Заказ билетов по телефону 700-13-96* 
Государственный камерный оркестр джазовой музыки Олега Лундстрема имеет уникальную историю. Это самый «долгоиграющий» биг-бенд в мире, что зафиксировано в российской книге рекордов Гиннеса. Биг-бенд Олега Лундстрема часто представляет лицо российской культуры за рубежом на межправительственных мероприятиях. Можно вспомнить Дни России на Украине, в Германии, Молдавии, участие в Днях Москвы в Латвии.

За 70 лет коллектив дал более 10000 концертов, проехав бесчисленное количество километров гастрольных дорог. Сотни тысяч зрителей посетили концерты, миллионы слушали по радио и смотрели по телевидению. Совместно со студией «Мелодия», помимо ряда грампластинок популярно-танцевальной музыки, записано 10 долгоиграющих пластинок джазовой музыки, как с пьесами отечественных композиторов, так и с джазовой классикой в аранжировках оркестра. Несколько компакт-дисков, в том числе один мультимедийный, который записан в сотрудничестве с украинским оркестром под управлением Фокина.

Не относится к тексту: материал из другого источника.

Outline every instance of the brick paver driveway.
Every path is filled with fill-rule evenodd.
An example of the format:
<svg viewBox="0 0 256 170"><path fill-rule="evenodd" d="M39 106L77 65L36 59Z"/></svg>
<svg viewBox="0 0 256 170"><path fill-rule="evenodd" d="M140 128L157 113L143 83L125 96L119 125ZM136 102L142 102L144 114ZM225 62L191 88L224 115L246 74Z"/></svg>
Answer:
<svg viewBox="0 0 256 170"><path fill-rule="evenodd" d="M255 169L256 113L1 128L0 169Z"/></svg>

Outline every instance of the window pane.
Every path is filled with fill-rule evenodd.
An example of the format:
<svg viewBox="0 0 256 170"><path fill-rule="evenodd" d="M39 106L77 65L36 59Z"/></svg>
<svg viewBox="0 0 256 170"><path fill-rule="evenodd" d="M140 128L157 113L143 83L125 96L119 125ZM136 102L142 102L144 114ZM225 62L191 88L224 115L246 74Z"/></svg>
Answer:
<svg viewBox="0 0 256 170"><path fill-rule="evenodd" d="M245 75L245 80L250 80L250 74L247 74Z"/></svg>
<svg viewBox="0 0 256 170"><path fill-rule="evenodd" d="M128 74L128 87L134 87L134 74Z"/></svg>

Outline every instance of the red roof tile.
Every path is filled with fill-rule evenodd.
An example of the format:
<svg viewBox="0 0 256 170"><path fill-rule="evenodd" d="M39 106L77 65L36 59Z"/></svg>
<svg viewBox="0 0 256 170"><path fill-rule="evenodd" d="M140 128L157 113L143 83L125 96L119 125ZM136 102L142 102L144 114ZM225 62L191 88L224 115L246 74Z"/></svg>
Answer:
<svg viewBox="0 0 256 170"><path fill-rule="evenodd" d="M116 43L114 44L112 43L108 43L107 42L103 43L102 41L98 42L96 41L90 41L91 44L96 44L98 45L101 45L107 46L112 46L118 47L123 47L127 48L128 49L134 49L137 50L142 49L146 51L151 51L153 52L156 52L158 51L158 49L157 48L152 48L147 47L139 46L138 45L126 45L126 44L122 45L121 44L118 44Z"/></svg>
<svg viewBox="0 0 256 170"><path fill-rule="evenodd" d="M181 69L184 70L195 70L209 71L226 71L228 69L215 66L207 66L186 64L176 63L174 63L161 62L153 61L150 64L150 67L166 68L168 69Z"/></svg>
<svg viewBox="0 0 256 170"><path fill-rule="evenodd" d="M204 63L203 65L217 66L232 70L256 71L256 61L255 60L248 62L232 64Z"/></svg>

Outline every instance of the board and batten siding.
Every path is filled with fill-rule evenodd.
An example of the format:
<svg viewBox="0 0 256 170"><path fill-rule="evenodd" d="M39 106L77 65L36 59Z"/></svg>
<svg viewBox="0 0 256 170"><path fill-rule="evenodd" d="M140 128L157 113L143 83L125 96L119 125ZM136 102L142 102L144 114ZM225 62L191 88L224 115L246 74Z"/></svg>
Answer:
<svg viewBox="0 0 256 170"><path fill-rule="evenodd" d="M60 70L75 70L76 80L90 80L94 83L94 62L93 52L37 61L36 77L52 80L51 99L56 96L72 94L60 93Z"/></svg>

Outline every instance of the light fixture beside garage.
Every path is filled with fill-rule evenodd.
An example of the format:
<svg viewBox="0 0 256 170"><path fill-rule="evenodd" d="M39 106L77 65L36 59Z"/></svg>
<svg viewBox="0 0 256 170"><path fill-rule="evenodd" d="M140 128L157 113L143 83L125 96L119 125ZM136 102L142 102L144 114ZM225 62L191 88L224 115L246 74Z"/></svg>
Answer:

Большинство оригинальных обработок было сделано талантливым аранжировщиком и композитором Виталием Долговым. Кроме того, на этом поприще трудились и сам Олег Лундстрем, и Николай Панов, и Георгий Гаранян. Оркестр Олега Лундстрема — неизменный участник крупных международных джазовых фестивалей: «Таллин 67», «Джаз Джембори 72» в Варшаве, «Прага 78» и «Прага 86», «София 86», «Джаз в Дюктауне 88» в Голландии, фестиваль искусств СССР в Индии (1988), «Гренобль 90» во Франции, фестиваль памяти Эллингтона в Вашингтоне, США (1991), фестиваль биг-бендов с Санта-Барбаре, США (1998). Интересно вспомнить впечатления американских зрителей, которые в буквальном смысле плакали от восторга.

Кредо оркестра: глубокое проникновение в характер джазового мастерства, в его классические традиции, с одной стороны, и стремление внести свой вклад в этот жанр путём создания и исполнения оригинальных джазовых произведений и аранжировок — с другой стороны.

Подводя итоги нового творческого периода в работе оркестра, можно сказать, что, несмотря на мрачные прогнозы скептиков, которые то хоронят джаз, утверждая, что это музыка «старых», то хоронят оркестр, говоря, что это уже «не тот оркестр», и биг-бенд Олега Лундстрема, и классический джаз в его исполнении живы и приносят радость многим и многим зрителям в России и за её рубежами. Оркестр продолжает писать свою историю.

----------


## Mephisto

Цены?

----------


## Makmakkerti

Прочитайте внимательнее, цены написаны - от 50 до 300 грн

----------